Hacker News new | ask | show | jobs
by shellac 635 days ago
The (standard) ripgrep regex engine has full unicode support. My reading of that is that it should handle such equivalences like matching the decomposed version.
1 comments

It does not. Almost no regex engine does that.

To add more color to this, the precise details of what "Unicode support" means are documented here: https://github.com/rust-lang/regex/blob/master/UNICODE.md

In effect, all of UTS#18 Level 1 is covered with a couple caveats. This is already a far cry better than most regex engines, like PCRE2, which has limited support for properties and no way to do subtraction or intersection of character classes. Other regex engines, like Javascript, are catching up. While UTS#18 Level 1 make ripgrep's Unicode support better than most, it does not make it the best. The third party Python `regex` library, for example, has very good support, although it is not especially fast[1].

Short of building UTS#18 2.1[2] support into the regex engine (unlikely to ever happen), it's likely ripgrep could offer some sort of escape hatch. Perhaps, for example, an option to normalize all text searched to whatever form you want (nfc, nfd, nfkc or nfkd). The onus would still be on you to write the corresponding regex pattern though. You can technically do this today with ripgrep's `--pre` flag, but having something built-in might be nice. Indeed, if you read UTS#18 2.1, you'll note that it is self-aware about how difficult matching canonical equivalents is, and essentially suggests this exact work-around instead. The problem is that it would need to be opt-in and the user would need to be aware of the problem in the first place. That's... a stretch, but probably better than nothing.

[1]: https://github.com/BurntSushi/rebar?tab=readme-ov-file#summa...
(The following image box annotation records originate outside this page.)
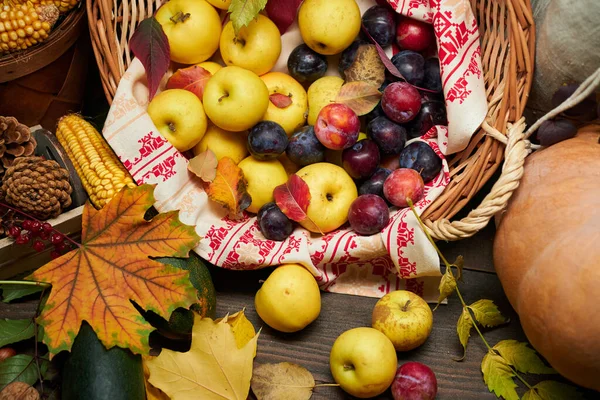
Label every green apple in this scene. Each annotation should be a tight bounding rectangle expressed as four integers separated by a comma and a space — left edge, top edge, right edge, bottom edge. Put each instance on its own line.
202, 66, 269, 132
147, 89, 207, 151
371, 290, 433, 351
329, 327, 398, 399
298, 0, 361, 55
219, 14, 281, 75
[2]: https://unicode.org/reports/tr18/#Canonical_Equivalents

Thanks very much for clarifying that. It did seem unlikely: I remember NSString (ask you parents...) supported this level of unicode equivalence, and it was quite a burden. Normalising does feel like the only tractable method here, and if you have an extraction pipeline anyway (in rga) maybe it's not so bad.
Yes, rga could support this in a more streamlined manner than rg, since rga has that extraction pipeline with caching. ripgrep just has a hook for an extraction pipeline.
For the purpose of searching, wouldn’t it be sufficient to do NFC normalization for text? Could hide that behind a command line flag even…
Can you say how that differs from what I suggested in my last paragraph? I legitimately can't tell if you're trying to suggest something different or not.

As UTS#18 2.1 says, it isn't sufficient to just normalize the text you're searching. It also means the user has to craft their regex appropriately. If you normalize to NFC but your regex uses NFD, oops. So it's probably best to expose a flag that lets you pick the normalization form.

And yes, it would have to be behind a CLI flag. Always doing normalization would likely make ripgrep slower than a naive grep written in Python. Yes. That bad. Yes. Really. And it might now become clear why a lot of tools don't do this.